Una mujer muy acaudalada tenía un solo hijo, al que amaba con todas sus fuerzas. Sin embargo, en su corazón no cabían el amor al prójimo y la caridad. Todos los necesitados que llamaban a su puerta implorando alguna ayuda partían con las manos vacías.

Un mendigo ya muy anciano venía con frecuencia a pedir limosna a la casa de la mencionada mujer y, aunque sabía que no recibiría nada, extendía la mano y decía:

—El que da algo, a sí mismo se lo da. El que hace el bien, a sí mismo se hace el bien.

Estas palabras solían enfadar mucho a la señora, quien cerraba la puerta con estrépito ante el anciano. Un día, incapaz ya de soportarlo, decidió librarse de él. Hizo un pan grande y hermoso, en el cual puso una fuerte dosis de veneno. Cuando vino el anciano, se lo dio con una sonrisa.

El mendigo, lleno de gratitud, tomó el pan y lo puso en su morral, mientras decía:

El que da algo, a sí mismo se lo da. El que hace el bien, a sí mismo se hace el bien”.

Al día siguiente, el hijo de la señora salió a cazar en el bosque contiguo a la ciudad. Al mediodía, una terrible tormenta se desató, acompañada de una fuerte granizada. Las ramas de los árboles se inclinaban por el peso de los trozos de hielo que caían de todas partes. El joven cazador pensó que lo mejor era buscar dónde protegerse. Sabía que era imposible tratar de volver a casa, porque la tempestad parecía no querer amainar. En ese momento se acordó de que a orillas del bosque vivía el anciano pordiosero. Corrió entre los árboles y en pocos minutos estuvo allí. Llamó a la puerta con desesperación, e inmediatamente le abrió el anciano, quien amablemente lo invitó a pasar y a sentarse en la única silla que tenía.

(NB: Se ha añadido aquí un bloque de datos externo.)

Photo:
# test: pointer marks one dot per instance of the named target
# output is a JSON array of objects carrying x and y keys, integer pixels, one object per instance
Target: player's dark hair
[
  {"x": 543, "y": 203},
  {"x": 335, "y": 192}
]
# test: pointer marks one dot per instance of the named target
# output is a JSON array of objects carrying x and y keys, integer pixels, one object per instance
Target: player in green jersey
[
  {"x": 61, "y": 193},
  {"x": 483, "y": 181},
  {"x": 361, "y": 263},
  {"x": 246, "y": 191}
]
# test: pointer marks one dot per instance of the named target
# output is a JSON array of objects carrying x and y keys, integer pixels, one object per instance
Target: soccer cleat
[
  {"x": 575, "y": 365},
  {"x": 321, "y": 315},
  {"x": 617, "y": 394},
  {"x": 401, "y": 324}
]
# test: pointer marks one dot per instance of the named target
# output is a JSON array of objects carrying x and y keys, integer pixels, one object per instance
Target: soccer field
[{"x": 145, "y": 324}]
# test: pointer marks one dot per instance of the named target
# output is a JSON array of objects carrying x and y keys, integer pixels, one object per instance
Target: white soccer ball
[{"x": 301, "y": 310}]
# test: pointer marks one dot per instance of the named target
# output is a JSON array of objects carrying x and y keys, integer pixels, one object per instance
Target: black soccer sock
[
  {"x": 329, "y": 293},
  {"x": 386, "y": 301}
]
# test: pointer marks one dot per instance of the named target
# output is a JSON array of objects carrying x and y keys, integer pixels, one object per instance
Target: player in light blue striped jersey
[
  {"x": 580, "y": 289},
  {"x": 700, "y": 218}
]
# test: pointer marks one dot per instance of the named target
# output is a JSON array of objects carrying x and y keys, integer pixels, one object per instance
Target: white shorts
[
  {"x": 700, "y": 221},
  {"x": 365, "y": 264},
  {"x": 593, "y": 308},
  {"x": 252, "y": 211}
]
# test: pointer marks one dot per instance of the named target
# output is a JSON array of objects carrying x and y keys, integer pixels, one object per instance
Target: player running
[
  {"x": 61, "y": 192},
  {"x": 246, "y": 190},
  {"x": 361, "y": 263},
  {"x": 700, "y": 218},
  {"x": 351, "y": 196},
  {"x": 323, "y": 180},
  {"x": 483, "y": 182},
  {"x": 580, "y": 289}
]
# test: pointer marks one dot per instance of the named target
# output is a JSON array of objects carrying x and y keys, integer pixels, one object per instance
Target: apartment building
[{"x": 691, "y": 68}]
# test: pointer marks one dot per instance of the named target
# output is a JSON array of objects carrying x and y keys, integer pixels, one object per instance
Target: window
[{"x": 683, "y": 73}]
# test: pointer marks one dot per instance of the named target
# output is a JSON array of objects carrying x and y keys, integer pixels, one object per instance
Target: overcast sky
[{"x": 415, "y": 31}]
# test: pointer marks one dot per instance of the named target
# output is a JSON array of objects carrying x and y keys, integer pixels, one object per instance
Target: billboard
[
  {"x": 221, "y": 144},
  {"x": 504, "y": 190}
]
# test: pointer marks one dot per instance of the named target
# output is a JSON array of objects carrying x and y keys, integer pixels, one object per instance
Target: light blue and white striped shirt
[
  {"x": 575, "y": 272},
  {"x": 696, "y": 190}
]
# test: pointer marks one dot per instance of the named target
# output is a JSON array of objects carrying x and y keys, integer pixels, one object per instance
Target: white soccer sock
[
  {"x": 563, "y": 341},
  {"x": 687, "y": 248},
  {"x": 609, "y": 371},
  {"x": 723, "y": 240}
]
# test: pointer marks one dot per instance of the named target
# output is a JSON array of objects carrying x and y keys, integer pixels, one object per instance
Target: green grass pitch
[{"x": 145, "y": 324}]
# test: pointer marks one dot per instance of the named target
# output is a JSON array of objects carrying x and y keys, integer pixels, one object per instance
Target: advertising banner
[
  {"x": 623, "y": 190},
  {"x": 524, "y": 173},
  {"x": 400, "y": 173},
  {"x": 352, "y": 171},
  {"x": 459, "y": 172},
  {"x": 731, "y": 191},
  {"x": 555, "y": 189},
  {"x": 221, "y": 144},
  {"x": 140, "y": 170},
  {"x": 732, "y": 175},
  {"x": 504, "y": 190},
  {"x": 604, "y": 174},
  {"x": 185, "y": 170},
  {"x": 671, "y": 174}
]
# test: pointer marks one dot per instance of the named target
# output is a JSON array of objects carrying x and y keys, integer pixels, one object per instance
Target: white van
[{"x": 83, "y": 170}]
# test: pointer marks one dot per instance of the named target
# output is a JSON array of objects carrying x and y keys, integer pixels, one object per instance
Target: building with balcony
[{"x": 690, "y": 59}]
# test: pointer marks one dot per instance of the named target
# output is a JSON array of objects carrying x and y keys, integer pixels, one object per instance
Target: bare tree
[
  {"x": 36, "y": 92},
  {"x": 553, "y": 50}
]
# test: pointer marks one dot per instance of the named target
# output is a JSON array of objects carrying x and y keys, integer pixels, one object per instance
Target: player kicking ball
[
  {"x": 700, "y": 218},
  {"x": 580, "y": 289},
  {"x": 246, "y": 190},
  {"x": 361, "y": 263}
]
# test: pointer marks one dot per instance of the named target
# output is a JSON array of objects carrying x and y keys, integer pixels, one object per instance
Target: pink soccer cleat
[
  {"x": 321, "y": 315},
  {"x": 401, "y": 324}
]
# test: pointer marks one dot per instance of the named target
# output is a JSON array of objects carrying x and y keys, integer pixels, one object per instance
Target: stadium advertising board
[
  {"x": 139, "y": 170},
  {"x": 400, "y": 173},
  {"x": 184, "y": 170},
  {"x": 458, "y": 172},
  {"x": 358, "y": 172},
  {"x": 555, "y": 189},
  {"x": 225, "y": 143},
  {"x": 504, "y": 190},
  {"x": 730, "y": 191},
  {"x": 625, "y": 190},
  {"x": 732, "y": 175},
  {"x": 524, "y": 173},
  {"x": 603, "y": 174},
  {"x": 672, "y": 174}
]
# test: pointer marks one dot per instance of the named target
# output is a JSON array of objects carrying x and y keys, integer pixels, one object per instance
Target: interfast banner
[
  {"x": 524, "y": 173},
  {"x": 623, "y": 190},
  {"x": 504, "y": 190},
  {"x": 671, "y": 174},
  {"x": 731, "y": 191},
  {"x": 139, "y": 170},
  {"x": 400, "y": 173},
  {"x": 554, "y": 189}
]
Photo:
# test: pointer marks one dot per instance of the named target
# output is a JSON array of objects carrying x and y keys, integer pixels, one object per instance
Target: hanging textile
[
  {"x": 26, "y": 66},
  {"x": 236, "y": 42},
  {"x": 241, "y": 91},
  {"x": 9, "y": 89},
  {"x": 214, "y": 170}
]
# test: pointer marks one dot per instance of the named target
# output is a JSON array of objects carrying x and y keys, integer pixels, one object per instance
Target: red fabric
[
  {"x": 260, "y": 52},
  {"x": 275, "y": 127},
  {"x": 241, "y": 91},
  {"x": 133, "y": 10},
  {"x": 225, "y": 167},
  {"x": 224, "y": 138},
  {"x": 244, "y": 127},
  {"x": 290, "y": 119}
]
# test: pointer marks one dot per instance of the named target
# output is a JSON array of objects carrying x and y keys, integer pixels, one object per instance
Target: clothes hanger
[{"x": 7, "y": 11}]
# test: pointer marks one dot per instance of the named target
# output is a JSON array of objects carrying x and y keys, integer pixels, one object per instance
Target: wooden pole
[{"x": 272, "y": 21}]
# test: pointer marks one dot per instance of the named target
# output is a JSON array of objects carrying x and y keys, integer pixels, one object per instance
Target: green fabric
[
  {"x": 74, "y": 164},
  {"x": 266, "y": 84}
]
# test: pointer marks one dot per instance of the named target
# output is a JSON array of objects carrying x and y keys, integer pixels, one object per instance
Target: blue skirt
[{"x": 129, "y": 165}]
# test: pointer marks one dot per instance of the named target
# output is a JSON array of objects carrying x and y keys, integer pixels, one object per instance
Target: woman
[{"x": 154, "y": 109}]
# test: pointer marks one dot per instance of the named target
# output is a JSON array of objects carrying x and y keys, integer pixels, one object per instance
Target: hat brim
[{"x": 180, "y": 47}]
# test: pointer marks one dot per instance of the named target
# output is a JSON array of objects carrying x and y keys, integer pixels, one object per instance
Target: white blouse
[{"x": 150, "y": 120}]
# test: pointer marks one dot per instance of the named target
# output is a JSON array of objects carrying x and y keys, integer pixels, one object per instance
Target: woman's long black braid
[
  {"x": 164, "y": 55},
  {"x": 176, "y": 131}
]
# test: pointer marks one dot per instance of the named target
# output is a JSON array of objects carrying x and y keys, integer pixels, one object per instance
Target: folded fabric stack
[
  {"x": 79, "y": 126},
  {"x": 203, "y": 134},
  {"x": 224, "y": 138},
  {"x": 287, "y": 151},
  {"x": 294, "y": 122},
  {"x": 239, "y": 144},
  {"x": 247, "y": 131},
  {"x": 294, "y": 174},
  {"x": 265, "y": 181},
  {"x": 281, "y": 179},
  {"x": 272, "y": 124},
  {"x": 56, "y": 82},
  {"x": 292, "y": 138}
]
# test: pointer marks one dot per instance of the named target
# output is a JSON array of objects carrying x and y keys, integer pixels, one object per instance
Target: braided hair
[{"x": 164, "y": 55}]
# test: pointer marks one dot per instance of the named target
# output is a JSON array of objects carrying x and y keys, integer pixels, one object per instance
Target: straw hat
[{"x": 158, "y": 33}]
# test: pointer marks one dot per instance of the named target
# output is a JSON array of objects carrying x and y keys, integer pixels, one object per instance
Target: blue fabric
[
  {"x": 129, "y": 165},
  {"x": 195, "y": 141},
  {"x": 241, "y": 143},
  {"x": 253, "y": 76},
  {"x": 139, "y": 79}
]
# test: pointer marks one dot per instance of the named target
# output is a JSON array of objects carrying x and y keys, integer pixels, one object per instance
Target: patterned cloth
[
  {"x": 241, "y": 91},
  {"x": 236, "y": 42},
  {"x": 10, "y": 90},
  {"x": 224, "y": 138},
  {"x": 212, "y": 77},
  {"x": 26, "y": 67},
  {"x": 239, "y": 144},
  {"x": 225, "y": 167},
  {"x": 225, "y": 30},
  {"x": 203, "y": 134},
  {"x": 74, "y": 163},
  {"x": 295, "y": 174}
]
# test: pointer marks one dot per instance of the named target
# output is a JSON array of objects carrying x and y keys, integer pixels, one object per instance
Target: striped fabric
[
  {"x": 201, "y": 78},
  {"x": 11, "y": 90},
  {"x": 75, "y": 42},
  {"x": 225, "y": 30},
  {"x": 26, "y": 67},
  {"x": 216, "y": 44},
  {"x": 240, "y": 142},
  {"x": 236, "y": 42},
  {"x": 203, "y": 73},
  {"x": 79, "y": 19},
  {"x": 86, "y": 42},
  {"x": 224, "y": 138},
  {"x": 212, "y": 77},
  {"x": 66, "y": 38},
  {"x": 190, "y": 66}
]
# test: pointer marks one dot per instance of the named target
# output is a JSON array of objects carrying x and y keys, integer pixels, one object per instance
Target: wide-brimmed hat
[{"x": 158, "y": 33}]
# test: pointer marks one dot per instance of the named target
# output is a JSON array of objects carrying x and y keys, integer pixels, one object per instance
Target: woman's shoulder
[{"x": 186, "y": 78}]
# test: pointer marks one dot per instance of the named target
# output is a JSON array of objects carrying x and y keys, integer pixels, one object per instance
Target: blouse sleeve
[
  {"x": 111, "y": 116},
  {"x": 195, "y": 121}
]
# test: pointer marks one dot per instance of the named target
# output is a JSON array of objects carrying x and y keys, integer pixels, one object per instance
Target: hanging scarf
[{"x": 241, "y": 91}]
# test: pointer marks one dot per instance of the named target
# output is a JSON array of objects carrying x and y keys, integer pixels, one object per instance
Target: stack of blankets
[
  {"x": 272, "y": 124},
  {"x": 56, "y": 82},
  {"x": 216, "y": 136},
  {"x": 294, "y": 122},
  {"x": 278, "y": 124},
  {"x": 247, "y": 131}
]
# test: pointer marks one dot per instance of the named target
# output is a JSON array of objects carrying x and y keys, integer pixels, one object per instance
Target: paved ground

Con algunas ramas secas, el anciano encendió la hoguera, para ayudar al visitante a secarse y evitar que se resfriara. El joven se sentó junto al fuego, agradeciéndole a su anfitrión por todas sus atenciones. Pasaban los minutos y la tormenta no cedía. El muchacho comenzó a sentir un hambre apremiante, porque no había comido nada en todo el día y ni siquiera había logrado cazar una sola pieza. Viendo la agitación del muchacho y entendiendo qué es lo que sucedía, el anciano sacó de su morral el hermoso pan que había recibido esa mañana. Se lo tendió y le dijo:

—Come, hijo, y sacia tu hambre. Yo vivo de lo que me dan los demás. Y esto es lo mejor que puedo ofrecerte.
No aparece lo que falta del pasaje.